An enplanement is a paying passenger using the airport.
At Thursday’s county Airport Committee meeting, airport Manager Steve Smigelski said that, if things continue as they they have thus far, numbers should be even stronger than last year.
There airport recorded 1,320 enplanements in August, pushing the annual total thus far to 8,013, Smigelski said.
He said that, for the same time frame in 2018, the airport had 7,243 enplanements. By the end of last year, 11,917 enplanements were recorded, more than enough to get the $1 million subsidy.
Alpena County Commissioner Bob Adrian, who chairs the committee, said it was only a few years ago when the airport missed the 10,000 mark, but still received the $1 million allocation thanks to a one-time payout to airports who averaged 10,000 enplanements in 2012. Since then, the Alpena airport has seen a steady climb.
Adrian said there are two main reasons why enplanements have rebounded so strongly: Prices have come down on airfare, and a change in flight schedule included an early morning flight that allowed travelers to get to Detroit Metropolitan Airport earlier than before, giving them more options for connecting flights.
“We are more competitive, price-wise, with other airports now, and I think that is the main driving force,” Adrian said. “Now, it is more financially feasible for more people. I also think the morning flight is getting people into a hub earlier enough where they can catch a connecting flight and go elsewhere in the same day. That morning flight has really opened up the whole world, and that is important for people who fly.”
Meanwhile, a new terminal under construction at the airport is about 65% complete. Smigelski said Thursday that, if things continue to progress as they are now, a ribbon-cutting event could take place in December.
Adrian said that, if things play out the way they have in other communities that built new terminals, another increase in enplanements is near.
“We have been told by other people in the industry that we will see a bump because people are going to want to try out the new terminal,” he said. “There will be an interest in the terminal, which will allow for better customer experiences and comfort, which should lead to more people flying from here.”
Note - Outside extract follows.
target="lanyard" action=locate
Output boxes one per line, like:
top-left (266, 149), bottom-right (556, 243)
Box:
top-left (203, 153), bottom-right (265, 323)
Smigelski said none of the money from the $1 million FAA allocation has been used toward the terminal project or a new runway sweeper that is being purchased. He said the funds are limited to projects and purchases that improve customer safety or airport maintenance.
“We have used it for runway and taxiway markings, pavement repairs and heavy equipment like snow removal trucks and loaders,” Smigelski said. “It has to go for airport improvements and safety uses.”